This is a new device that is currently enrolling folks for clinical trials, a device that cools the brain and temperature after a heart attack, stroke, etc. It is battery operated and just received approval for commercial sale in Europe, but here in the US it is still considered investigational. It is a nasal catheter and delivers a coolant through the system and the delivery process is non invasive. The purpose is to achieve a higher survival rate after a cardiac arrest. The unit could be used by non medical individuals as well. Will be interesting to follow the story on the device and hopefully we might see it approved for use in the US, in the meantime, they have clinical trials open for enrollment. BD
From the website:
BeneChill's mission is to develop novel cooling technologies to improve patient outcomes after acute ischemic events such as cardiac arrest, stroke, and traumatic brain injury.
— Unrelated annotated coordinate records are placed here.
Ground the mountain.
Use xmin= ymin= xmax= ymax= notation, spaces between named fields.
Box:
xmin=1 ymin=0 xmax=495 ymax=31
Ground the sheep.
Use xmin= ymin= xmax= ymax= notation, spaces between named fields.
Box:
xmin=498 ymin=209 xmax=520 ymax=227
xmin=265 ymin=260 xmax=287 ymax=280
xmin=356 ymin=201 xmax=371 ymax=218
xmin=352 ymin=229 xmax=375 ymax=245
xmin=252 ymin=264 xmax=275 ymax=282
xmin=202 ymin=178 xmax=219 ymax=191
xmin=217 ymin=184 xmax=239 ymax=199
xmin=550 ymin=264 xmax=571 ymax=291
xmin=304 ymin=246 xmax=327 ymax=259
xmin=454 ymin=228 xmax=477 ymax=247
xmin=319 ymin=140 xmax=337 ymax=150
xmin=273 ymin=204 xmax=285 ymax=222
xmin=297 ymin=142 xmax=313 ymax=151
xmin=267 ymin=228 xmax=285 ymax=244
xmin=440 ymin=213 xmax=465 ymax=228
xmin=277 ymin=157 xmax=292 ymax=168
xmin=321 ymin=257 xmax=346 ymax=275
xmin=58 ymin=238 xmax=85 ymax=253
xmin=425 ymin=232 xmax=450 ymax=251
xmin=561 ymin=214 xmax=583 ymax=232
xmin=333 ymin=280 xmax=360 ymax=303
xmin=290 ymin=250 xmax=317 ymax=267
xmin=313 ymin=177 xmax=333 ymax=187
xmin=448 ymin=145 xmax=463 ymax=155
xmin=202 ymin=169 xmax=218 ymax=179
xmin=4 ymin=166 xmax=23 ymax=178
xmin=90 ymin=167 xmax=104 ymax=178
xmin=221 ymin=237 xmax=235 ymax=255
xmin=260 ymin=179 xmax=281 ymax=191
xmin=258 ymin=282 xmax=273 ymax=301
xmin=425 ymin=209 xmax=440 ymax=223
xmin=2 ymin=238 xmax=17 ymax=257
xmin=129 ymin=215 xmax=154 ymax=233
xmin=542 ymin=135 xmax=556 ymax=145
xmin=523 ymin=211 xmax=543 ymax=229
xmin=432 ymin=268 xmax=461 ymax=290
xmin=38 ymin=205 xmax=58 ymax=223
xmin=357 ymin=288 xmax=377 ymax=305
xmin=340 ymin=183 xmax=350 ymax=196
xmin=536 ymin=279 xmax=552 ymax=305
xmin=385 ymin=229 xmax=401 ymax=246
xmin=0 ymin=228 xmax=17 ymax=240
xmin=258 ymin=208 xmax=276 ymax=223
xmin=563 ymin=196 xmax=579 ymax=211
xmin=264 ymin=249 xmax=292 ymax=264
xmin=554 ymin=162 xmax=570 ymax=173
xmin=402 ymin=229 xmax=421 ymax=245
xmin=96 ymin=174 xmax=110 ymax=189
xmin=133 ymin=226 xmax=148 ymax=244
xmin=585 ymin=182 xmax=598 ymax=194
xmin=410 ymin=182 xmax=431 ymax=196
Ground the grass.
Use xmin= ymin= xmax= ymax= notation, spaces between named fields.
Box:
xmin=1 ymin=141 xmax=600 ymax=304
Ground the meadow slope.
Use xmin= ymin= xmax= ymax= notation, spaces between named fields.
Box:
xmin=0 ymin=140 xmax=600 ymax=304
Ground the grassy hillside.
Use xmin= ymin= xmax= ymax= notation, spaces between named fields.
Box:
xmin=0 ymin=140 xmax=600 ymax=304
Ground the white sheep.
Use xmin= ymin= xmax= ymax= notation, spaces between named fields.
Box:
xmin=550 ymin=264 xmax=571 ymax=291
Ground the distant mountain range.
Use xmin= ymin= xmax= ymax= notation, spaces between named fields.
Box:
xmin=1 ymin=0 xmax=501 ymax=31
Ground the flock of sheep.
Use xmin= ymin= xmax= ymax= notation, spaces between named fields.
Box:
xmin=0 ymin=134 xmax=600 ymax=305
The RhinoChill System has been developed as a means of initiating and providing therapeutic cooling with limited delays. It is non-invasive, easy-to-use, portable, and requires no external power. RhinoChill is designed to overcome limitations of other temperature reduction technologies—limitations that prevent early and rapid initiation of patient cooling.
- Surface cooling devices such as water-filled blankets and pads, while easy to apply, are inefficient, cumbersome, require large refrigeration units and may interfere with patient management.
- Intravascular cooling devices which cool the blood, while more efficient than surface cooling devices, are invasive, require large refrigeration units, and need to be placed by specially trained physicians under restricted conditions. The invasive nature of these devices carries risk of additional complications.
The RhinoChill System uses the nasal cavity for cooling. This is advantageous due to the nasal cavity being:
- A natural orifice into the body
- In close proximity to the brain
- A natural heat exchanger
Use of the nasal cavity enables treatment by non-specialized medical personnel using non-sterile technique in any environment.
I am very interested in cooling cardiac arrest patients. The evidence does support it. I have been cooling patients in ICU using intravascular cooling system. Unfortunately, there is often a delay in initiating hypothermia treatment in ICU. Using this device we might be able to initiate treatment sooner and improve our outcomes.